Stigmata (1999, R)

Directed by Rupert Wainwright

Story by Tom Lazurus

Written by Tom Lazurus and Rick Ramage

Starring Patricia Arquette, Gabriel Byrne, and Jonathan Pryce

As Reviewed by James Brundage (MovieKritic2000)

I've got a thing about horror movies… I hate 'em. Almost every horror film put in front of me comes off with a review filled with complete disgust at its plotless nature and its annoying dialogue. Even more than horror films, however, I hate movies about the end of the world. Imagine my surprise when Stigmata was neither.

Although horror is the closest place to put Stigmata, it actually lies in the category of religious drama. Thankfully, the film has nothing to do with the end of the world. What it has to do with is the end of the Catholic Church via a gospel according to Christ that is delivered in the form of a possessed Frankie Paige (Arquette).

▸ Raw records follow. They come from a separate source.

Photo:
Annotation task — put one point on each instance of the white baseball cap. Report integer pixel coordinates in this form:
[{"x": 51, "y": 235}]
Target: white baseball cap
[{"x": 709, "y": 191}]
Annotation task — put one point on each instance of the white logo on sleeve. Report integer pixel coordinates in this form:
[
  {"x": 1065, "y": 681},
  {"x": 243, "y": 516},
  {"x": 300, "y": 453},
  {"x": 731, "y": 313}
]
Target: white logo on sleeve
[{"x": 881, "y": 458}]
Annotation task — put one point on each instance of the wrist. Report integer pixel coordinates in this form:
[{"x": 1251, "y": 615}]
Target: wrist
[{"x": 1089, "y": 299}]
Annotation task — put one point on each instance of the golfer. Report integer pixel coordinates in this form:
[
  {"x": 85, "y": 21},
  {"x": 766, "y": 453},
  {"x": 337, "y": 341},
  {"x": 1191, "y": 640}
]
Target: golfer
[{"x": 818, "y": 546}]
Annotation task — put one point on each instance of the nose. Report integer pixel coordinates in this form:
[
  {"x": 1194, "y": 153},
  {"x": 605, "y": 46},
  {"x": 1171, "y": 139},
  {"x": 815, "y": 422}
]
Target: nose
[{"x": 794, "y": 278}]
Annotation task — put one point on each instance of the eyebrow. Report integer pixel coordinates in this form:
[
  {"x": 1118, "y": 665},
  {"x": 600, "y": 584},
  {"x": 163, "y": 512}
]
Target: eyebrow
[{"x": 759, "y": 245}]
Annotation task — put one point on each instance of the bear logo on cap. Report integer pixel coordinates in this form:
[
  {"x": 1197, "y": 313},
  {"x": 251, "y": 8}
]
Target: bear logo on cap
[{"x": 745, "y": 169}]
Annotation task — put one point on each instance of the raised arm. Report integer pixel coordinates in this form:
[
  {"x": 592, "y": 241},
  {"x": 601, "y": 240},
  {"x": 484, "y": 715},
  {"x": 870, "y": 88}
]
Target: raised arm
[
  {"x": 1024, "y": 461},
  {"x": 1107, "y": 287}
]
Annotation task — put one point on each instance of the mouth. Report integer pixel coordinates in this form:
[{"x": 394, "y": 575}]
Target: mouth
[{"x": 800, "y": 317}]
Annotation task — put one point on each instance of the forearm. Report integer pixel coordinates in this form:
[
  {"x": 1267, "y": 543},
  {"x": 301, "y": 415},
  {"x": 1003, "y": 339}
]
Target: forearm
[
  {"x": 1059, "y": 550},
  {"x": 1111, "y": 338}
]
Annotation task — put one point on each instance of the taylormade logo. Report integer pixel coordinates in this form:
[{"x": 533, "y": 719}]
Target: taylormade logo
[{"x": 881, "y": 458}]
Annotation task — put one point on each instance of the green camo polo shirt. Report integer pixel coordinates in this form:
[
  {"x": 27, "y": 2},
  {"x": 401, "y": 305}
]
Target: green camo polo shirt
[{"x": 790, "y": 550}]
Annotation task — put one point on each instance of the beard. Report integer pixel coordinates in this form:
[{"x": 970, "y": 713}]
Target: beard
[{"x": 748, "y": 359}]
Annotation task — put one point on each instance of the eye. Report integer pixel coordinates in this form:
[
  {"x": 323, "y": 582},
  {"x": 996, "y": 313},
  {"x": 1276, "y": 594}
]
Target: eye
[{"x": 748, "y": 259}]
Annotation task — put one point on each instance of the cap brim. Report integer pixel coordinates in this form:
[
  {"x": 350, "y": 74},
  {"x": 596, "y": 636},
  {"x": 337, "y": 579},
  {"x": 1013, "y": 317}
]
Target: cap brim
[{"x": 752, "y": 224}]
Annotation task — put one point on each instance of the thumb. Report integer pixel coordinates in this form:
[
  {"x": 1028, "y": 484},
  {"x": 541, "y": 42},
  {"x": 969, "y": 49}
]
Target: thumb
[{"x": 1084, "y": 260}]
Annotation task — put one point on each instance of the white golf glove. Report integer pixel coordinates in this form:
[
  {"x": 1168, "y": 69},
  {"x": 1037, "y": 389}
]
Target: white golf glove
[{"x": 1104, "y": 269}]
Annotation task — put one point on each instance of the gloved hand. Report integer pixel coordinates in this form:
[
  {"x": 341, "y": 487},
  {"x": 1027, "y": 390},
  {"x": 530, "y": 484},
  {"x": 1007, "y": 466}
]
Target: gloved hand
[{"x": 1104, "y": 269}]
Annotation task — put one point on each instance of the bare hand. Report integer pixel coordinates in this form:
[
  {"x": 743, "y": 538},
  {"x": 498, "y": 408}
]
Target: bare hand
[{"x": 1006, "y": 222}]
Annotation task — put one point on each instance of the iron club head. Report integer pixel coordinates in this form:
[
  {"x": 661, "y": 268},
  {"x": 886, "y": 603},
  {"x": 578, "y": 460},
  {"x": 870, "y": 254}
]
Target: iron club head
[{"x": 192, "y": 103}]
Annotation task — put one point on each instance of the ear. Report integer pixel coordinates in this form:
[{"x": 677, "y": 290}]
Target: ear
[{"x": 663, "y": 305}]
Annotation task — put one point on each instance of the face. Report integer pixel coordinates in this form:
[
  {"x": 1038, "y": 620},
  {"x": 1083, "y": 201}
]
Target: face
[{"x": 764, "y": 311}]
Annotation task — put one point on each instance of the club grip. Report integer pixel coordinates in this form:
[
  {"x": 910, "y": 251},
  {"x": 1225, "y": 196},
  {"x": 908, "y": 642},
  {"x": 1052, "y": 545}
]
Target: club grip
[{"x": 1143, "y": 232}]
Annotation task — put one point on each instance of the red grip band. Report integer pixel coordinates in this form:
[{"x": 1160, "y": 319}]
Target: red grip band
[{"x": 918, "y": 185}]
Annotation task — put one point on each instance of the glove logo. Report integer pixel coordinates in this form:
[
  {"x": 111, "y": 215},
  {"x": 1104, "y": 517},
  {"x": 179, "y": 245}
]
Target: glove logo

It has all of the elements required of a film to appeal to the mainstream: suspense, a cool soundtrack, a good-looking actress and an actor that your date will think is sweet because of the Irish accent. Yet something lurks beyond this. Something is hidden in the folds of what appears on the surface to be a complete idiocy of a mainstream film.

The film features, although laying it on thick at numerous times, an anti-Catholic church political agenda. It spends half of its time scaring most of us with a mystery and a few Exorcist rip offs, and the rest of the time involving us with a conspiracy concerning the covering up of the Christ Gospel (as the movie calls it).

Luckily, the people to whom which this will hit too close to home will probably not be found in a movie theatre for a film already declared a sacrilege. As many Lenny Bruce-esque jokes as I could prattle off in the next few paragraphs, I will refrain from doing so for the fact that, at least in this case, I do not want to offend anyone.

The film has an incredibly dark and stylish feel to it, befitting of the better half of MTV directors who made the transition to film. A sad offshoot of this industrial feel is that they felt the need to pick Pittsburgh as their locale -- a city which no rickety subways that is in general about as dark as Mickey Mouse (although, to its credit, it is highly industrial). Glossy effects are used, but not overused. A techno soundtrack and a heavy percussion score marks the film's suspenseful half while allowing just enough time for our brains to contemplate what is happening.

One of the things that is scary as a society came in an ad-libbed review a friend gave me of The Blair Witch Project: "It made you think, and that was scary." Although this was highly ambiguous as to whether the fact that you thought during a horror film was scary or the thoughts you were having were scary, Stigmata barks up the same tree. It makes you think. The thoughts you think are downright terrifying, the distrusts in Catholicism are as vast and as paranoid as anything Chris Carter thought up for "The X-Files." At the same time, however, Stigmata leaves you in such a way as to examine the role of God and faith and the church in life, a subject too many of us spend too little time thinking on.

With this final couplet I end my review,

It's sad when Hollywood's more pious than you.